Canaan, a Bitcoin hardware manufacturer, has recently been hit with a securities lawsuit. The lawsuit was filed within US Court on the 4th of March, particularly the District Court of Oregan. One of Canaan’s own investors is suing Canaan for violating the US securities laws. The Chinese manufacturer is accused of misleading its investors within the lawsuit, particularly about its operations and financial status during its Initial Public Offering (IPO) filing with the US Securities and Exchange Commission (SEC) that occurred last November.
Intentionally Withholding Connections
Phillippe Lemieux, the Plaintiff in question, claims that Canaan had intentionally labeled a purchase agreement worth $150 million with Hangzhou Granshores Weichaeng Technology as a “strategic cooperation.” This was false, due to the fact that the chairman of that company owns 9.7% of shares within Canaan itself.

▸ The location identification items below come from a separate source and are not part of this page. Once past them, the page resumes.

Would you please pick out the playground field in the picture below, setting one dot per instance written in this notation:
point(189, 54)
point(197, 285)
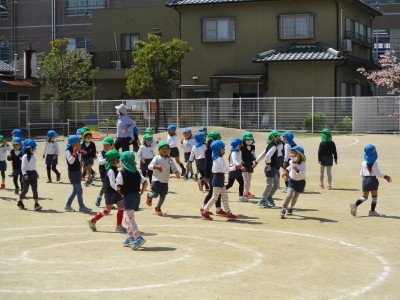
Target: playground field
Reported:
point(321, 252)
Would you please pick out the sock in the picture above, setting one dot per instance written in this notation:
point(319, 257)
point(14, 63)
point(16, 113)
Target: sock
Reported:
point(100, 214)
point(120, 216)
point(360, 200)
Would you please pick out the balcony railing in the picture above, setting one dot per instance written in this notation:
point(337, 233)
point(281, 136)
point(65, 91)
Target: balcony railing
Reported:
point(112, 59)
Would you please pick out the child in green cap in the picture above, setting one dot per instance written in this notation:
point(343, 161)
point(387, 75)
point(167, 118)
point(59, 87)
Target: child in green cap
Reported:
point(128, 184)
point(108, 143)
point(161, 164)
point(110, 192)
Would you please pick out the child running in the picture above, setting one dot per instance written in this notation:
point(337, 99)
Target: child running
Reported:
point(15, 157)
point(235, 159)
point(296, 172)
point(172, 140)
point(72, 154)
point(326, 154)
point(289, 144)
point(128, 184)
point(162, 164)
point(4, 148)
point(271, 168)
point(370, 184)
point(146, 154)
point(50, 153)
point(248, 157)
point(219, 169)
point(29, 174)
point(187, 144)
point(108, 143)
point(110, 193)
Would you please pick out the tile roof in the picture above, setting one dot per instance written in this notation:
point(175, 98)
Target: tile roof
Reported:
point(6, 67)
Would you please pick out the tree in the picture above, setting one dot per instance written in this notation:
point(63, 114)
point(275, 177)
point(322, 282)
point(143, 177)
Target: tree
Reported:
point(69, 71)
point(153, 63)
point(388, 76)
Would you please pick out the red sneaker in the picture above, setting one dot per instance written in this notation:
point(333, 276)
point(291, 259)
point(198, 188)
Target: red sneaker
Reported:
point(206, 216)
point(221, 212)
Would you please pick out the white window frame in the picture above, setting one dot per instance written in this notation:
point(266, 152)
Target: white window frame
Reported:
point(294, 35)
point(231, 30)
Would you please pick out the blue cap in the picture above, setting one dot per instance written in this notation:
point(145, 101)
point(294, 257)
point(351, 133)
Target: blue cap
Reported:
point(370, 154)
point(235, 143)
point(289, 137)
point(216, 148)
point(51, 133)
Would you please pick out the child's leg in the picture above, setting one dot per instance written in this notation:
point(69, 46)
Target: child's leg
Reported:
point(132, 230)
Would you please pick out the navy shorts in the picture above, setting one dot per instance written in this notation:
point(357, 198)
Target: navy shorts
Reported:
point(174, 152)
point(370, 183)
point(112, 198)
point(297, 185)
point(132, 201)
point(50, 160)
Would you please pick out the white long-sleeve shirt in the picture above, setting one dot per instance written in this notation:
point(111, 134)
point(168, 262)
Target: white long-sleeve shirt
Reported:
point(301, 175)
point(198, 152)
point(28, 165)
point(146, 152)
point(166, 163)
point(220, 166)
point(51, 148)
point(187, 145)
point(374, 171)
point(172, 141)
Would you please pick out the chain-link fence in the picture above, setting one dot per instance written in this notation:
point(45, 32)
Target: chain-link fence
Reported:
point(344, 114)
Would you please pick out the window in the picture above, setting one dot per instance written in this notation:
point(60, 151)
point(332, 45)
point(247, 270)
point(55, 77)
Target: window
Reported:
point(296, 26)
point(4, 51)
point(128, 41)
point(219, 30)
point(83, 7)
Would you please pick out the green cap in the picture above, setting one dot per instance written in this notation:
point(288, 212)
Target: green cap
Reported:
point(247, 136)
point(163, 143)
point(111, 156)
point(108, 140)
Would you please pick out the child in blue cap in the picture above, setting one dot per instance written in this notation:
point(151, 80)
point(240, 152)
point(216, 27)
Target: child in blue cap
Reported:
point(369, 172)
point(219, 168)
point(29, 173)
point(51, 151)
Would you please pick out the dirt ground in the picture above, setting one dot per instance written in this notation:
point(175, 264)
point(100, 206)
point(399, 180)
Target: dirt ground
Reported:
point(321, 252)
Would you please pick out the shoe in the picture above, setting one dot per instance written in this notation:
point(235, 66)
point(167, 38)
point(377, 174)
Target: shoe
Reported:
point(98, 201)
point(91, 224)
point(85, 209)
point(206, 216)
point(270, 201)
point(137, 243)
point(149, 201)
point(220, 212)
point(21, 205)
point(37, 207)
point(200, 185)
point(373, 213)
point(243, 199)
point(231, 216)
point(120, 228)
point(128, 242)
point(69, 208)
point(353, 209)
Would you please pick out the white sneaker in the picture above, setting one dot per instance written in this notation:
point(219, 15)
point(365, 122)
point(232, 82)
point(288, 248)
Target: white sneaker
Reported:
point(373, 213)
point(353, 209)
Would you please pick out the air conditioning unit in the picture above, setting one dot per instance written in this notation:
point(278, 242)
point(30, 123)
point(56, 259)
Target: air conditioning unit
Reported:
point(347, 46)
point(116, 64)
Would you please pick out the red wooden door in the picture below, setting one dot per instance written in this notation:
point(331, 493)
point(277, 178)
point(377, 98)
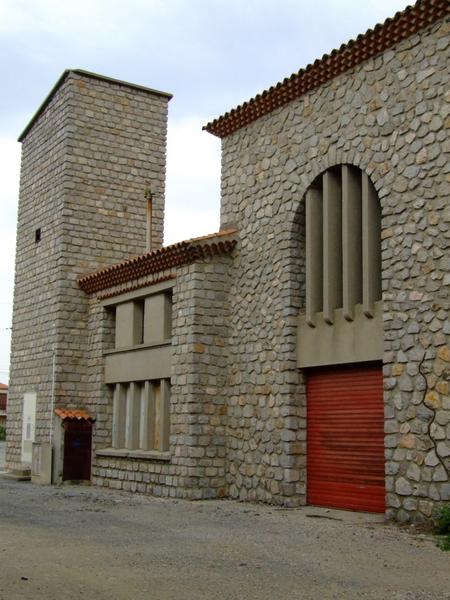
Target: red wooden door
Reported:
point(345, 442)
point(77, 450)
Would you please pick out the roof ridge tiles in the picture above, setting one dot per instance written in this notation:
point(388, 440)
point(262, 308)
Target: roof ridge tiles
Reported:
point(375, 40)
point(158, 260)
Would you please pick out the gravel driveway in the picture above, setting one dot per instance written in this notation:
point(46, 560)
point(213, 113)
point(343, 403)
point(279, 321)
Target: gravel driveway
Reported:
point(75, 542)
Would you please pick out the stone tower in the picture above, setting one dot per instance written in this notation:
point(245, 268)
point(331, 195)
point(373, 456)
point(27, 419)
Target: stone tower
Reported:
point(91, 194)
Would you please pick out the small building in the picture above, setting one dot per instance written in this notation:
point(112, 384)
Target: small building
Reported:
point(300, 355)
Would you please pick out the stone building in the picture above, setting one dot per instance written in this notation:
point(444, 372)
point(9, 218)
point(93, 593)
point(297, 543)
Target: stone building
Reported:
point(301, 355)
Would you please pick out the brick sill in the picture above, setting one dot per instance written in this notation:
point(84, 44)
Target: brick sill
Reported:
point(163, 343)
point(141, 454)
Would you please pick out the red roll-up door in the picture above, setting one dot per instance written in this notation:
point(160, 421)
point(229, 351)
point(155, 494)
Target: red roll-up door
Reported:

The complaint further accuses Canaan of removing its distributors from the company website prior to the IPO, as well as intentionally misrepresenting clients that were not involved within the Bitcoin mining industry itself.

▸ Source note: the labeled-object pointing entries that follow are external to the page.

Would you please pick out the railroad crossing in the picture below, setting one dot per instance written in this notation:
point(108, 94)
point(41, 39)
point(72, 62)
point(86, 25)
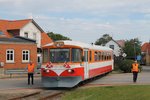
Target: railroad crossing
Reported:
point(15, 88)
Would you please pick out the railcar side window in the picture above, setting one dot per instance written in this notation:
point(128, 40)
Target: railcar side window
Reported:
point(45, 55)
point(59, 55)
point(90, 55)
point(76, 55)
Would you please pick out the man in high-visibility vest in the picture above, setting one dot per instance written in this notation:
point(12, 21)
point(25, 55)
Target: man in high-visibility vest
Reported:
point(31, 67)
point(135, 70)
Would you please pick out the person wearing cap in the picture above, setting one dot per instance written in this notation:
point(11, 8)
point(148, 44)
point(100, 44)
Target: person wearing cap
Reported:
point(135, 70)
point(31, 67)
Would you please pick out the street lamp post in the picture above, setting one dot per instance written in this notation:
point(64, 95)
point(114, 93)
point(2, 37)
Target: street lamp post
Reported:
point(134, 50)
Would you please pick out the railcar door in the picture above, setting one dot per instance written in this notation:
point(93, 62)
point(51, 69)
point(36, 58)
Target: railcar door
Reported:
point(86, 66)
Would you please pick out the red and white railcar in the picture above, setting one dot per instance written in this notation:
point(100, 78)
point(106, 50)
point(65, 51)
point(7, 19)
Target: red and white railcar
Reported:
point(66, 63)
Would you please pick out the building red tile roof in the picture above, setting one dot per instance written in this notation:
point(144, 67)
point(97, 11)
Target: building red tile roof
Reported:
point(146, 47)
point(45, 39)
point(6, 25)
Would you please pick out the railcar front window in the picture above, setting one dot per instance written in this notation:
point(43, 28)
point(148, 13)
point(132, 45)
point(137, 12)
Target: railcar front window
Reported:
point(76, 55)
point(59, 55)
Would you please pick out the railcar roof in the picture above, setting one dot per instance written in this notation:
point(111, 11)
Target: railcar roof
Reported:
point(80, 44)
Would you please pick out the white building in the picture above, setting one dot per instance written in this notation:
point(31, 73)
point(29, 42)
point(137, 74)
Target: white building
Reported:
point(26, 28)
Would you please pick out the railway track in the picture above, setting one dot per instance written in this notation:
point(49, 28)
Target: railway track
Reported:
point(40, 95)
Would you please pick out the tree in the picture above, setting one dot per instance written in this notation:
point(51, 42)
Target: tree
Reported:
point(56, 37)
point(132, 48)
point(103, 40)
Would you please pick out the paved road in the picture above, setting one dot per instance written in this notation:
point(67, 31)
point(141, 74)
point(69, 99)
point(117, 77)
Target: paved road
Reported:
point(110, 79)
point(12, 83)
point(124, 78)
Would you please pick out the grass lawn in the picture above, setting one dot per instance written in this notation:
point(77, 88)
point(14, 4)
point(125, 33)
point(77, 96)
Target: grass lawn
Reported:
point(131, 92)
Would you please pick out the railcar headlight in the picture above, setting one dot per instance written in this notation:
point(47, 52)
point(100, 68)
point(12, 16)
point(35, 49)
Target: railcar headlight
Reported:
point(70, 71)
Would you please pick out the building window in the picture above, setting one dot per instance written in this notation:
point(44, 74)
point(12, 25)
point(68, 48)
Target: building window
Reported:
point(111, 46)
point(26, 34)
point(34, 36)
point(10, 55)
point(25, 56)
point(1, 33)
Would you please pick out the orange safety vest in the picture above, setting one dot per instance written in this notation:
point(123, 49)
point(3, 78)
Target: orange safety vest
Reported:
point(135, 67)
point(31, 68)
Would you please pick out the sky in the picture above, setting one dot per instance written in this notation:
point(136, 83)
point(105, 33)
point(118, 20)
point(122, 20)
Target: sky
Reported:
point(84, 20)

Share Price Reflects Opinions
Canaan’s IPO has seen some less-than-exemplary results. The company’s initial listing price has dropped almost 50% from the initial $9 asked back in November of last year. The company quite briefly reached $8 on the 12th of February this year but had subsequently plummeted after that.

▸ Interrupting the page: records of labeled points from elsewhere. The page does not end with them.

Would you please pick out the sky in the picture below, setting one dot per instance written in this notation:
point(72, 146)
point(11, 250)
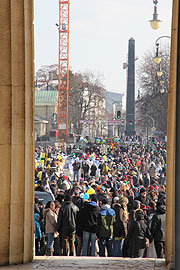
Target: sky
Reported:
point(99, 34)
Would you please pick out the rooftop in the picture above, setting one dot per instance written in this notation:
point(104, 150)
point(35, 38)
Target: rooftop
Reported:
point(46, 97)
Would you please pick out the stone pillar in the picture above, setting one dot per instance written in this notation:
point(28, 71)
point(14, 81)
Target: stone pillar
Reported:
point(130, 98)
point(16, 131)
point(173, 146)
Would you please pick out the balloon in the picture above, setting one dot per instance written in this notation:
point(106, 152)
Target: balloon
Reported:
point(86, 196)
point(90, 191)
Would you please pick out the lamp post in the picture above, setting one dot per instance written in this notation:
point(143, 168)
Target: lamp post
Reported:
point(155, 22)
point(157, 58)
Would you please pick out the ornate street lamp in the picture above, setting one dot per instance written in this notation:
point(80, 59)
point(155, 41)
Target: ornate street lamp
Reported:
point(159, 72)
point(157, 58)
point(155, 22)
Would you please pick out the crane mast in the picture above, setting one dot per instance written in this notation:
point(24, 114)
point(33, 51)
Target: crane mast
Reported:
point(63, 75)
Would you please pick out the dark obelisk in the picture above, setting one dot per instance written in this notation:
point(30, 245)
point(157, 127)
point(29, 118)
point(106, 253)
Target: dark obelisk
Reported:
point(130, 97)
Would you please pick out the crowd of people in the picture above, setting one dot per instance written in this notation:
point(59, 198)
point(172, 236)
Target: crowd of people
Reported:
point(113, 204)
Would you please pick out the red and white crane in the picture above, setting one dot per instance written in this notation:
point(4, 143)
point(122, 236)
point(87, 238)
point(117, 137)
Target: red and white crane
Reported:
point(63, 73)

Lemieux will be represented through the Rosen Law Firm. On the 3rd of March, 2020, they posted an announcement that requested for all investors affected by Canaan’s illicit actions, to join them in their class action to try and gain compensation.
A Little History
Canaan itself is a company that specializes in the manufacturing of ASIC microprocessors and blockchain service, specifically for the use of Bitcoin mining. After launching its IPO back in November of 2019, February 2020 saw an anonymous investment analyst, going by the moniker Marcus Aurelius, publish a short report that was simply labeled “Canaan Fodder.”
Witty wordplay aside, the report claimed that Canaan had several undisclosed related-party transactions. Ones that had no economic substance behind it, and seemed to be more for personal gain than anything else.
While illegal companies are a dime a dozen, especially within the crypto industry, it’s rare to see a company that achieves sustainable economic success do something of this caliber. With any luck, all involved investors will get their money back, and the matter as a whole can be put to rest.